🚀 Mukayese: Turkish NLP Strikes Back
This model is designed for Turkish text summarization, trained from scratch on the mlsum/tu dataset without pre - training, offering high - quality summarization results.
🚀 Quick Start
This README provides detailed information about the mukayese/transformer - turkish - summarization
model, including its performance, training procedure, and citation details.
✨ Features
- Uncased Model: The model is uncased, initialized from scratch.
- Trained on Specific Dataset: It was trained solely on the mlsum/tu dataset without pre - training.

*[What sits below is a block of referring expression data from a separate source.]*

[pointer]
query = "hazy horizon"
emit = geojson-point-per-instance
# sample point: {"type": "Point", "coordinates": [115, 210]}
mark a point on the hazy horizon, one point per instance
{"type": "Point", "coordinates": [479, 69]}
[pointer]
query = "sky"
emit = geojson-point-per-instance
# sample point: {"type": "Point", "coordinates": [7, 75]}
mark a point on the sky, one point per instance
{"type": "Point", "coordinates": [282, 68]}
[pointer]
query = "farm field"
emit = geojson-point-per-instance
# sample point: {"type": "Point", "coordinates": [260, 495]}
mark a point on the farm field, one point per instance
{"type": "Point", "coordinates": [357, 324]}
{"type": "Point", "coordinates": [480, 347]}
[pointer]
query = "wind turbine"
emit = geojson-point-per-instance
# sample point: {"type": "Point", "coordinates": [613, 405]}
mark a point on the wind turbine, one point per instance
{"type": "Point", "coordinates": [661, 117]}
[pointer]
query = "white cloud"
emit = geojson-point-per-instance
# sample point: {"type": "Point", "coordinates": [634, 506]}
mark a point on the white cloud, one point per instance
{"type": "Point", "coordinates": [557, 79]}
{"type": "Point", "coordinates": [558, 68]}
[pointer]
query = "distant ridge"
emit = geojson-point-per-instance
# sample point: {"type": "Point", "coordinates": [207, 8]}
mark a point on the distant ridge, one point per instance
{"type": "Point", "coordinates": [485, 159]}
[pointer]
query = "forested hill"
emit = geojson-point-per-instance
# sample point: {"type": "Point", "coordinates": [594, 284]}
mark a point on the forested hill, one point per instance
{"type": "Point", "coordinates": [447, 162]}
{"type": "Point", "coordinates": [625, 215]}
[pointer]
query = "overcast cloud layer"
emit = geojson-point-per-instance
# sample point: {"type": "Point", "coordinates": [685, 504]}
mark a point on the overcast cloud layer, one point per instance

- Good Evaluation Results: Achieves competitive scores on Rouge metrics.
📚 Documentation
Model Performance
The model achieves the following results on the evaluation set:
Property |
Details |
Rouge1 |
43.2049 |
Rouge2 |
30.7082 |
Rougel |
38.1981 |
Rougelsum |
39.9453 |
Check this paper for more details on the model and the dataset.
Training procedure
Training hyperparameters
The following hyperparameters were used during training:
- learning_rate: 0.0001
- train_batch_size: 4
- eval_batch_size: 8
- seed: 42
- distributed_type: multi - GPU
- num_devices: 8
- gradient_accumulation_steps: 2
- total_train_batch_size: 64
- total_eval_batch_size: 64
- optimizer: Adam with betas=(0.9,0.999) and epsilon=1e - 08
- lr_scheduler_type: linear
- num_epochs: 15.0
- mixed_precision_training: Native AMP
- label_smoothing_factor: 0.1
Framework versions
- Transformers 4.11.3
- Pytorch 1.8.2+cu111
- Datasets 1.14.0
- Tokenizers 0.10.3
Citation
@misc{safaya-etal-2022-mukayese,
title={Mukayese: Turkish NLP Strikes Back},
author={Ali Safaya and Emirhan Kurtuluş and Arda Göktoğan and Deniz Yuret},
year={2022},
eprint={2203.01215},
archivePrefix={arXiv},
primaryClass={cs.CL}
}
📄 License
This project is licensed under the MIT license.